Assurance of Model-Based Autonomy for Robotic Space Missions

NASA's robotic space missions must make use of on-board automation and autonomy to control themselves when communication with Earth is slow (due to light-time delays across the solar system) or unavailable. As mission concepts become more ambitious, increasingly capable forms of autonomy are required - ones that go well beyond executing a single preformulated script. Assurance of autonomy - the means by which would-be mission proposers, reviewers and managers will be provided the confidence to trust their expensive assets to autonomous control - is a challenging necessity. In this paper we look at assurance of some more capable forms of autonomy that use models - models of the environment in which system is to operate, and models of the asset (spacecraft, rover, helicopter, etc.) itself.
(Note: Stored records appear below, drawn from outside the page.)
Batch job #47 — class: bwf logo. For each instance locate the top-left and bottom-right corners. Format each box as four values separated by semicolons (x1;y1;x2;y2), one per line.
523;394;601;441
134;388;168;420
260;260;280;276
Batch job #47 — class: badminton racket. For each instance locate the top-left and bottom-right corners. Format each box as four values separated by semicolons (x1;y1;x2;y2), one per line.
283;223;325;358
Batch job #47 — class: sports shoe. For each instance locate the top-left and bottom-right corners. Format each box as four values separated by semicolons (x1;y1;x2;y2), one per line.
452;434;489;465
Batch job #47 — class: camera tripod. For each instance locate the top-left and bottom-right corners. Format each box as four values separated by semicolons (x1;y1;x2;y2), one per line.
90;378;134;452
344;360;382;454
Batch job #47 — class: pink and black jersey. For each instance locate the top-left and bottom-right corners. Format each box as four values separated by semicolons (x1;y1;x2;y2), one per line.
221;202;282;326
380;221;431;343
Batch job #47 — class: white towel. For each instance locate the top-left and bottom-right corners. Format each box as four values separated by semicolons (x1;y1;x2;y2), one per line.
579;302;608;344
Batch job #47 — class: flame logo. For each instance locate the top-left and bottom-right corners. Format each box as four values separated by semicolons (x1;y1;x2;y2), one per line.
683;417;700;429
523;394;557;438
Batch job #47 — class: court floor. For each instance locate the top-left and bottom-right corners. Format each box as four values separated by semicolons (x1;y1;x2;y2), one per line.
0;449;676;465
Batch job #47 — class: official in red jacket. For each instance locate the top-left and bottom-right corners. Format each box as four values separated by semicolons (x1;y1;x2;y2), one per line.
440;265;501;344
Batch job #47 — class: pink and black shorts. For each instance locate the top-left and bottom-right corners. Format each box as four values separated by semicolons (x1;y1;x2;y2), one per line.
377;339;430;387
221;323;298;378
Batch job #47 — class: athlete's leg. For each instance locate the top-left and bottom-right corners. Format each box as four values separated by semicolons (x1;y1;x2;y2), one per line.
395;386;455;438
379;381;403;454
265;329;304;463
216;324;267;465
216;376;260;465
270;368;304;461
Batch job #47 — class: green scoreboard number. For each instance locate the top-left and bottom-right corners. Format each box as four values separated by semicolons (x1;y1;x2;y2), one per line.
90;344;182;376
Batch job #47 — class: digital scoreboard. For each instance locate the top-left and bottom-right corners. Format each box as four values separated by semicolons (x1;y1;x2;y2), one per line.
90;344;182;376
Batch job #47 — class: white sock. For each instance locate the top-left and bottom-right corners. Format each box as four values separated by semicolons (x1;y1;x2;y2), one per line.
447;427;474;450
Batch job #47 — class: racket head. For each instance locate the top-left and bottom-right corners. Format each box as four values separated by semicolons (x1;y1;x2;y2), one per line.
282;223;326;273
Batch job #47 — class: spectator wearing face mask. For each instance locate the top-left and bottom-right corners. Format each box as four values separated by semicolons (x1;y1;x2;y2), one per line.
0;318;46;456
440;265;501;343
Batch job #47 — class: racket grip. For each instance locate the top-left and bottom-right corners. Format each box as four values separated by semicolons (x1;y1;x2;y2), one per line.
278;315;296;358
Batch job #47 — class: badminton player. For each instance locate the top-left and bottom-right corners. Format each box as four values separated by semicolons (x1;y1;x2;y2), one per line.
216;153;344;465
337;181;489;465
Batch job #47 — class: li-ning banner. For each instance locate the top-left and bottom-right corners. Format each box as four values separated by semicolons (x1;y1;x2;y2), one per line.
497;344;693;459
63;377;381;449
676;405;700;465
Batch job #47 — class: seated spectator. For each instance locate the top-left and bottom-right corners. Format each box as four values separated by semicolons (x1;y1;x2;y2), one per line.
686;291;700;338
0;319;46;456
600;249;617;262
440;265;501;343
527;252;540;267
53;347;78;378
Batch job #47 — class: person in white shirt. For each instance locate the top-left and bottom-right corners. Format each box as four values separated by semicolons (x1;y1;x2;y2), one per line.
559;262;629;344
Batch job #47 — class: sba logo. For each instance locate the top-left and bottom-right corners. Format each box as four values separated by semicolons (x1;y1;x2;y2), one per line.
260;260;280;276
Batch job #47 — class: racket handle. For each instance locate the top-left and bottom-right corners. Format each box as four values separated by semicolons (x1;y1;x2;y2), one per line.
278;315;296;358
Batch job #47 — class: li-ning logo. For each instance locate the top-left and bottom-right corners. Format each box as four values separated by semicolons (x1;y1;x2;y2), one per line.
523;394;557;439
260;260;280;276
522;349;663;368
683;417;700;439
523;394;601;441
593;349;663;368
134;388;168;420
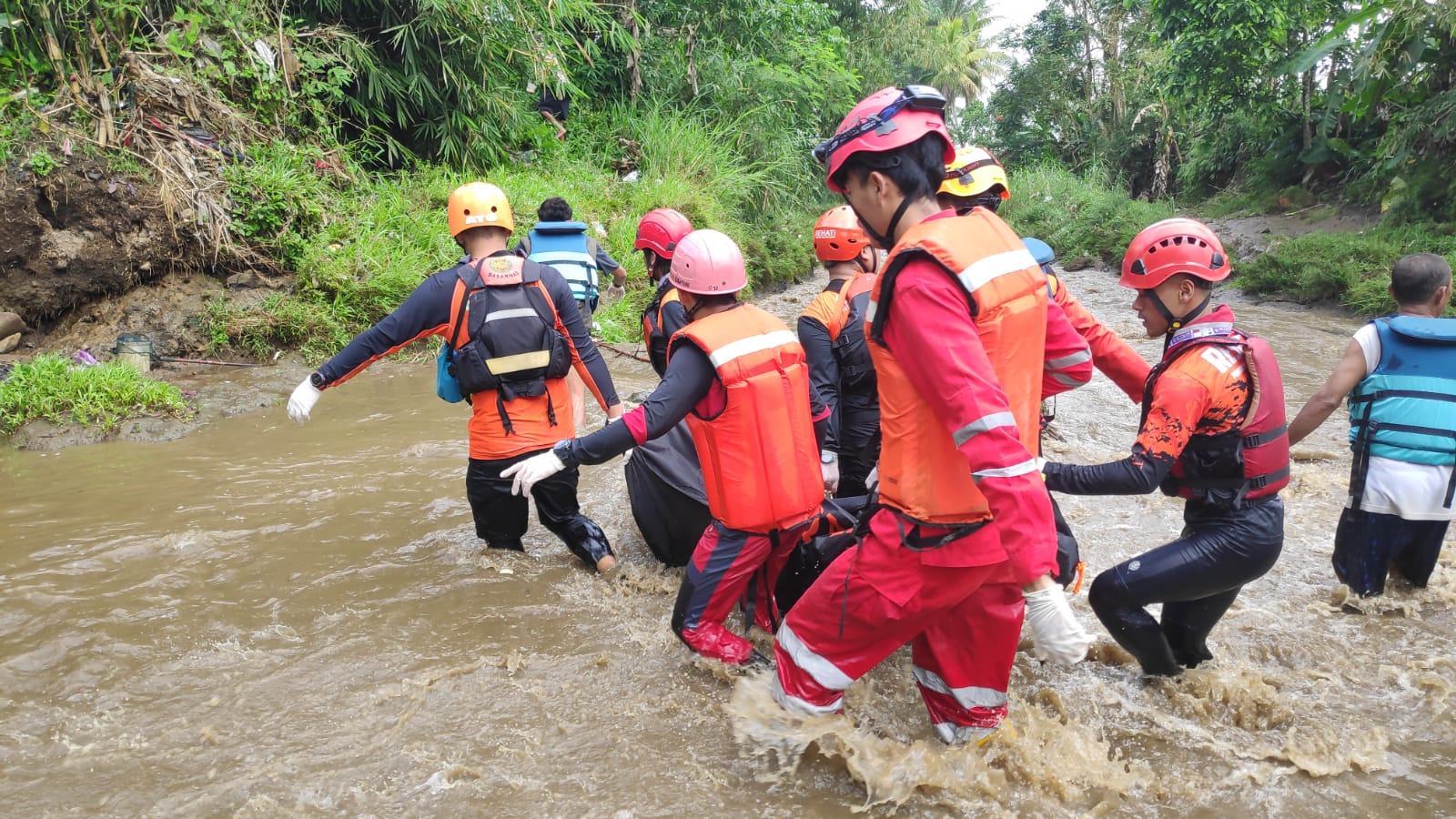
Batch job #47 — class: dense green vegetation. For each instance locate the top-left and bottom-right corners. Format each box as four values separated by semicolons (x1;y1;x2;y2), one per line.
968;0;1456;221
0;356;192;434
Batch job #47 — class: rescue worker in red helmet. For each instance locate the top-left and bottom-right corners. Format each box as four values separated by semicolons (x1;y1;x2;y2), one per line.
288;182;622;572
799;206;879;497
936;146;1150;404
622;207;711;565
632;207;693;376
1044;218;1289;676
511;230;828;664
774;86;1090;743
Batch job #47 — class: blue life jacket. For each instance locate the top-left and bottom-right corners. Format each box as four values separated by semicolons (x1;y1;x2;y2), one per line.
1350;317;1456;466
527;221;599;303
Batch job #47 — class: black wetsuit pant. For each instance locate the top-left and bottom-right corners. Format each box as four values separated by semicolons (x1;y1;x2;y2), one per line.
834;397;879;497
1087;495;1284;674
464;449;612;569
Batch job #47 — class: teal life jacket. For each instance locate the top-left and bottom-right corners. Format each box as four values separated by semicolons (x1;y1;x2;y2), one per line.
1350;317;1456;469
527;221;599;305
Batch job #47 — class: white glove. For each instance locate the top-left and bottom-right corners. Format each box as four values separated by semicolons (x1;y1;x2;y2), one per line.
820;458;839;494
500;450;566;497
288;375;323;424
1026;586;1092;666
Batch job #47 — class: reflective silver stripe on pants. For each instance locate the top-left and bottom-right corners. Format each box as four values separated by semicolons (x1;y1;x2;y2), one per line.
971;458;1038;480
776;622;854;691
769;674;844;717
951;412;1016;446
912;666;1006;708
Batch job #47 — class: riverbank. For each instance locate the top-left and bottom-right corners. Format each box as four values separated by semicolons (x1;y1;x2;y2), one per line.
0;269;1456;819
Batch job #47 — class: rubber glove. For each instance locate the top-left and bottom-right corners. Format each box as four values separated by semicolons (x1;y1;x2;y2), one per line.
1025;586;1092;666
500;450;566;497
820;458;839;494
288;375;323;424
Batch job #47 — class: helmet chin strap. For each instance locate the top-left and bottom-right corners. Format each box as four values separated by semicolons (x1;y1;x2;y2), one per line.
1148;288;1213;339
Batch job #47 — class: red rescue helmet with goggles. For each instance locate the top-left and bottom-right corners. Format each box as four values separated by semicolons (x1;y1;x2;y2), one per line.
1118;218;1228;290
814;86;956;194
632;207;693;259
814;206;872;262
670;230;748;296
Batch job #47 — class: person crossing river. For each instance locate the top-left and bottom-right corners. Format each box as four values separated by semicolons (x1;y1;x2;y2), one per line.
504;230;828;664
1043;218;1289;676
288;182;622;572
772;86;1090;743
622;207;712;565
799;206;879;497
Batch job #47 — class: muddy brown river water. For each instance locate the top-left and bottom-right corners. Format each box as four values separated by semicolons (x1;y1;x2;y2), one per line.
0;265;1456;817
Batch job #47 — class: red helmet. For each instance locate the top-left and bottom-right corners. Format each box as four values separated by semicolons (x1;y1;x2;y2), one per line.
814;206;872;262
814;86;956;194
1118;218;1228;290
670;230;748;296
632;207;693;259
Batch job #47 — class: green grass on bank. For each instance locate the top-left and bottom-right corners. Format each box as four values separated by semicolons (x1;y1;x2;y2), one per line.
0;354;192;434
1235;225;1456;317
1000;165;1174;264
202;111;825;360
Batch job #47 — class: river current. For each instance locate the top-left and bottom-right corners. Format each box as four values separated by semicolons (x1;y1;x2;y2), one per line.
0;271;1456;817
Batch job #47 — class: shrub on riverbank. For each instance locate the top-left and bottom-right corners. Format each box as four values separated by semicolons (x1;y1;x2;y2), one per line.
1235;225;1456;317
202;111;827;360
1000;165;1174;264
0;354;192;434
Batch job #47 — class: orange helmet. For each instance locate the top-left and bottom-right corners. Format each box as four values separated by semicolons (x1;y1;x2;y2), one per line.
449;182;515;236
814;206;871;262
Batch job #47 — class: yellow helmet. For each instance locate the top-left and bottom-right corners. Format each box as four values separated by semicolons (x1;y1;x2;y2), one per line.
939;146;1010;199
449;182;515;236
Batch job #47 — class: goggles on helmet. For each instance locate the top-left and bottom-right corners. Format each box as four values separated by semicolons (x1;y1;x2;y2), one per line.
814;86;945;167
945;156;1000;185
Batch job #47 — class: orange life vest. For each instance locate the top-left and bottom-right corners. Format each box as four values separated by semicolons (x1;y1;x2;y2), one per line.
864;208;1046;525
668;305;824;533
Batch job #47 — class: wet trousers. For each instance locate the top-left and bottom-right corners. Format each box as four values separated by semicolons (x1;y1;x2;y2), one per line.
1330;509;1451;598
1087;495;1284;676
834;397;879;497
464;449;612;569
672;521;799;664
774;510;1025;743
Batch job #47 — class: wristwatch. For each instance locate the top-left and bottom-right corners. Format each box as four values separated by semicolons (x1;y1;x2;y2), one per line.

The latter models must cover the different factors crucial to the asset's health and operation. For example, managing electrical power - its source, storage and consumption - is needed, and models are used to predict the power balance over time. Likewise important is managing the thermal conditions - temperature of the asset, its sensitive instruments, its mechanisms, etc. These models are used by the on-board controller to plan and schedule the asset's activities and to monitor the health of the hardware to take remedial action if need be when things go wrong (due to temporary faults, or permanent degradations and failures). However, the computational resources on-board are typically but a fraction of those available on Earth. As a result, the on-board models are deliberate simplifications of those created for ground operations, simplified for tractable execution within those limited computational resources. Several key assurance challenges that stem from this are the following: What process should we follow to derive simplified models so that the simplifications won't mislead the asset into performing a dangerous activity? How will we know the combination of simplified models remains sufficiently accurate (e.g., the power model's simplifications when coupled with the thermal model's simplifications don't compound one another)? What can we have the asset do to detect if things are straying too far from model predictions in time to do something about it? This paper describes approaches to answering these questions, through a combination and adaptation of techniques for analysis, testing and monitoring drawn from other (non-space) domains.